Depuis la généralisation de la complémentaire santé d’entreprise, la majorité des salariés du privé bénéficient d’une mutuelle collective financée en partie par leur employeur. Un socle utile, mais qui ne couvre pas toujours l’ensemble des besoins, en particulier pour les postes de dépense les plus coûteux comme le dentaire ou l’optique.
Que couvre en général une mutuelle d’entreprise ?
Les contrats collectifs respectent un cahier des charges minimal fixé par la loi, mais le niveau de garanties au-delà de ce socle varie fortement selon les entreprises et les branches professionnelles.
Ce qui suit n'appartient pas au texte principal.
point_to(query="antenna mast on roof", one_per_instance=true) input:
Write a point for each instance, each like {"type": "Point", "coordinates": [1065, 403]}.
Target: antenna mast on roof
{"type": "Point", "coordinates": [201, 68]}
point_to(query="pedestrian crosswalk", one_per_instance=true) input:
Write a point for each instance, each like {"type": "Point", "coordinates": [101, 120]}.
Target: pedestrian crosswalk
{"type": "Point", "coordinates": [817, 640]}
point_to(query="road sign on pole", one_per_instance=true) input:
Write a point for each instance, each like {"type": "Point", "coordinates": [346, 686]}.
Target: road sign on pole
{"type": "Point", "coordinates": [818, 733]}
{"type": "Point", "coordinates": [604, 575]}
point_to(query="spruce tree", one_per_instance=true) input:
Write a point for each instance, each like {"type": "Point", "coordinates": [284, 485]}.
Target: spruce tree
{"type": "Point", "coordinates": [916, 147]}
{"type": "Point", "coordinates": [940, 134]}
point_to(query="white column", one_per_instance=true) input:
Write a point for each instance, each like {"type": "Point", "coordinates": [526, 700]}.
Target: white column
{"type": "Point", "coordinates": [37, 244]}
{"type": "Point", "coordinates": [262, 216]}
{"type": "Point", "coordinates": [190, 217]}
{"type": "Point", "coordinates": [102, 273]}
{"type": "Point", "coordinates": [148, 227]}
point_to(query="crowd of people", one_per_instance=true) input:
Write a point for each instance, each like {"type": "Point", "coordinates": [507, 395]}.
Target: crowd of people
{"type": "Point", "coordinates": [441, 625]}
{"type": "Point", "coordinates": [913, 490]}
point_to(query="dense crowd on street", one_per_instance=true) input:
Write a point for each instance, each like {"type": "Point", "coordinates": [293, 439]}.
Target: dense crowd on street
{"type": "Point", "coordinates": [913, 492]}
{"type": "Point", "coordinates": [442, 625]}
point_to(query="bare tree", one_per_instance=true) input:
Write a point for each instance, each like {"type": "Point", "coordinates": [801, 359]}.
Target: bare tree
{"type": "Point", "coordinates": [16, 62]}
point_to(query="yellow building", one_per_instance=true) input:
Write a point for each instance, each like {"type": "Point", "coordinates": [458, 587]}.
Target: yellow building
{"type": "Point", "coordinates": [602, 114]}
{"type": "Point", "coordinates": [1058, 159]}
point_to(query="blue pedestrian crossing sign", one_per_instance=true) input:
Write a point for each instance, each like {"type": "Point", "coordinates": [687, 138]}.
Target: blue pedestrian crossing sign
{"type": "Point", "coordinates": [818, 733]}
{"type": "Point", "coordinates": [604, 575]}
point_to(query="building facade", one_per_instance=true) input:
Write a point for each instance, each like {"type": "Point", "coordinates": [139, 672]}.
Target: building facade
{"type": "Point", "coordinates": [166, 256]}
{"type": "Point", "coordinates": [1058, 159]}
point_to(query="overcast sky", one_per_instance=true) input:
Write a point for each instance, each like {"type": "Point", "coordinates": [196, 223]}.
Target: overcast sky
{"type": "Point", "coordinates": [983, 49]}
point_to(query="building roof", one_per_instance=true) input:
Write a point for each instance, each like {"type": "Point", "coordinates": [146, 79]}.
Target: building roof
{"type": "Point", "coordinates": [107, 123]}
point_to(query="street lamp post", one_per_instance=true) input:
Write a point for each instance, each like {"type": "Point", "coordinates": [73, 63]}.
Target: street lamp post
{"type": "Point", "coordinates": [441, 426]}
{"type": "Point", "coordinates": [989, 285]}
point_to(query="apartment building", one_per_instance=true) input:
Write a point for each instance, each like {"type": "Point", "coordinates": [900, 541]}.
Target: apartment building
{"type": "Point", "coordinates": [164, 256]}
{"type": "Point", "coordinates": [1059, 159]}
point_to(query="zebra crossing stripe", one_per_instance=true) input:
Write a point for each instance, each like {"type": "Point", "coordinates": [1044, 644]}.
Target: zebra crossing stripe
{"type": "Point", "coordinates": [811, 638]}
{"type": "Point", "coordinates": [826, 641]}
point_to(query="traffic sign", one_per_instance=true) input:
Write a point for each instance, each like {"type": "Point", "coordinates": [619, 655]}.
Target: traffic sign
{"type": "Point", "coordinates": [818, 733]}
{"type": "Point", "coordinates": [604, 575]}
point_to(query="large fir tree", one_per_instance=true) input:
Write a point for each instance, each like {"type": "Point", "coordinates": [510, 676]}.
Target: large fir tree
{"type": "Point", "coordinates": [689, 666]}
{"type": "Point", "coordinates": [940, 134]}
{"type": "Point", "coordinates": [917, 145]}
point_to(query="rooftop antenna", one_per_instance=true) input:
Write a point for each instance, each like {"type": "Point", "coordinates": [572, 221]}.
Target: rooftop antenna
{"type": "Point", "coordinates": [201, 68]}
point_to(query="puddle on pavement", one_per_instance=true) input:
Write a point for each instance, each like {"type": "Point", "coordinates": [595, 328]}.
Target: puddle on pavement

Certains contrats collectifs restent proches du minimum légal, avec des plafonds de remboursement modestes sur les postes les plus onéreux.
Dans quels cas une surcomplémentaire a-t-elle du sens ?
Une surcomplémentaire individuelle vient renforcer les garanties de la mutuelle d’entreprise sur des postes précis : optique complexe, prothèses dentaires, médecines douces ou chambre particulière lors d’une hospitalisation. Elle est particulièrement pertinente pour les foyers ayant des besoins récurrents sur ces postes, par exemple des enfants portant des lunettes ou un projet de soins dentaires importants.
- Besoins optiques ou dentaires réguliers non couverts intégralement
- Souhait de chambre particulière systématique en cas d’hospitalisation
- Recours fréquent à des médecines douces peu remboursées par le contrat collectif
Quelles limites connaître avant de souscrire une surcomplémentaire ?
Le cumul entre mutuelle collective et surcomplémentaire ne permet jamais de dépasser les frais réels engagés : il s’agit uniquement de réduire le reste à charge, jamais de générer un bénéfice. Il est donc essentiel de bien identifier les postes réellement sous-couverts par le contrat d’entreprise avant de souscrire une garantie individuelle supplémentaire.